There was a nice feature story in the Washington Post metro section on neighborhood listservs — Offering Both the Nice and the Nasty, E-Mail Lists Surge in Usage. The reporter cited Pew studies which have found that more than half of all Internet users are subscribed to one or more lists, up from just about a third in 2001. The reporter also noted that listservs were displacing traditional communications vehicles such as the home owner association newsletter and the community center bulletin board.
These findings didn’t surprise us here at Beaconfire, we play close attention to how nonprofit professionals use listservs. What did catch our eye was the size of some of the neighborhood lists. More than 2,000 subscribed to the Chevy Chase listserv, more than 5,000 subscribed to the Cleveland Park listserv. Those are big numbers!
OK, these are affluent neighborhoods in the nation’s capital — but you can bet that similar lists have popped up all across the country.

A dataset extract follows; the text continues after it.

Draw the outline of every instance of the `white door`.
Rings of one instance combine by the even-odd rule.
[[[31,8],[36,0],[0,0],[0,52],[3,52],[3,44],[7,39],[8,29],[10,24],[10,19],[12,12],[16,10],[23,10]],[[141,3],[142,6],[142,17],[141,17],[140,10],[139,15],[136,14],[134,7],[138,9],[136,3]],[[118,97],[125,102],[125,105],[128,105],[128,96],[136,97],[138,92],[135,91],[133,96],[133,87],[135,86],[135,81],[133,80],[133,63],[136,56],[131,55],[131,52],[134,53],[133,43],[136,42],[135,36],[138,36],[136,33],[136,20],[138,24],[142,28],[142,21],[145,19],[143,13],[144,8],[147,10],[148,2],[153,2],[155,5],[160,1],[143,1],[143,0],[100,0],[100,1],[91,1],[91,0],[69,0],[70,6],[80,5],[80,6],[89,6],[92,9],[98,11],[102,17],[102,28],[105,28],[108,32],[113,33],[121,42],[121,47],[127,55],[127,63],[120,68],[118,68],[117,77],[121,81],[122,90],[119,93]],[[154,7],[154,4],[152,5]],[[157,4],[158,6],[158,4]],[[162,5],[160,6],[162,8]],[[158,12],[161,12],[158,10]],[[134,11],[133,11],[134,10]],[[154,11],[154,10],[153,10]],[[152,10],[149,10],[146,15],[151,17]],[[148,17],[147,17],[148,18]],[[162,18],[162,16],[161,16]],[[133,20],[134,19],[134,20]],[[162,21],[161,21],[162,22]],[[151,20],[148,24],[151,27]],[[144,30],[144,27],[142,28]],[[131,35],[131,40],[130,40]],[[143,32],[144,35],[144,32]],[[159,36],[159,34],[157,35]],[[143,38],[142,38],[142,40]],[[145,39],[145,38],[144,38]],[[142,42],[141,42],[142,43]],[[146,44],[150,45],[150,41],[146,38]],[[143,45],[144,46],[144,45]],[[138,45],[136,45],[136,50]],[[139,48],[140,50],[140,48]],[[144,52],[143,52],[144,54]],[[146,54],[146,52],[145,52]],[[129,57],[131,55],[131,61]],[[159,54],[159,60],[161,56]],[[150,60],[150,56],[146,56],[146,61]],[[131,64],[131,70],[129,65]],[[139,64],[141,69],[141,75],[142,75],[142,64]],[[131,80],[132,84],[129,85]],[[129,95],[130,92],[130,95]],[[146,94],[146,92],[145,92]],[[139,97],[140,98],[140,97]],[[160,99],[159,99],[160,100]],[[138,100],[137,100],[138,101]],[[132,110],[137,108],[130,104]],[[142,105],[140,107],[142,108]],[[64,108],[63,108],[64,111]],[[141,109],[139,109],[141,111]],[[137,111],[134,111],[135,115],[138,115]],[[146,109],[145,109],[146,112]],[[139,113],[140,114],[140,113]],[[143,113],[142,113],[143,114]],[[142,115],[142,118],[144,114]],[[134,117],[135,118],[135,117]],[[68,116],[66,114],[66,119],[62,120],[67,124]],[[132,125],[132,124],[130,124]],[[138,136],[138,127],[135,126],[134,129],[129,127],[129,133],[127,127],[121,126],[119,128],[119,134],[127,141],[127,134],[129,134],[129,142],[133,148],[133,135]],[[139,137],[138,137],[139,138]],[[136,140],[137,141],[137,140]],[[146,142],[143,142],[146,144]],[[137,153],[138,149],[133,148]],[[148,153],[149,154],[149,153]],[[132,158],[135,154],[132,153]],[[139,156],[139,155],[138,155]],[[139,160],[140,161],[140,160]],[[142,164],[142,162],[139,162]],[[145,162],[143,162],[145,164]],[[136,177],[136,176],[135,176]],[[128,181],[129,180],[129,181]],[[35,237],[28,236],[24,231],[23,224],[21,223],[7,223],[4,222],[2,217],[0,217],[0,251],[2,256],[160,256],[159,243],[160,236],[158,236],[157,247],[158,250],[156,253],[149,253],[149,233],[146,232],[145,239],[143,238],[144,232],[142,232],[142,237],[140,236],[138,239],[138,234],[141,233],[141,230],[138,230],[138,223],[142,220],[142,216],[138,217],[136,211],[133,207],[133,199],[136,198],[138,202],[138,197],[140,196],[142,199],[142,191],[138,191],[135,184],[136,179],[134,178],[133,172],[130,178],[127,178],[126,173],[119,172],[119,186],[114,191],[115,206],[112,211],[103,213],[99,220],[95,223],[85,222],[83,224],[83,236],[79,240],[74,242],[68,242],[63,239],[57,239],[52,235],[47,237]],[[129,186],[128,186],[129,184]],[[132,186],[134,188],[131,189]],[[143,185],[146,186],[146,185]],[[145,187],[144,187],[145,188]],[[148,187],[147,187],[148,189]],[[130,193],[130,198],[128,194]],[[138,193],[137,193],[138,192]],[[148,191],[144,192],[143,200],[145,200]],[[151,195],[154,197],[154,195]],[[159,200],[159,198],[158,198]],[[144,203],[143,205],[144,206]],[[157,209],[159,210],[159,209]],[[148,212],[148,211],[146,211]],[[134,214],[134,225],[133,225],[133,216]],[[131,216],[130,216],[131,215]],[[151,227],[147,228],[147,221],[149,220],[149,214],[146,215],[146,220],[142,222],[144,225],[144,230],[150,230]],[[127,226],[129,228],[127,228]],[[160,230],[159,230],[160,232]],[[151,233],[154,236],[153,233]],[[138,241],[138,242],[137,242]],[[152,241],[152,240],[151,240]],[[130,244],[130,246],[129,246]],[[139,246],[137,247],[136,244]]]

The thing about listservs is that they attract the outspoken and engaged residents of the neighborhood. For any nonprofit sufficiently local to legitimately participate in the lists, they offer rich opportunities to engage the community in the organization’s work, dispel rumors, and promote events and services. They also offer an opportunity for an overzealous staffer to make a pest out of themselves or inadvertanly brand a good cause as an unwelcome spammer in the eyes of the community.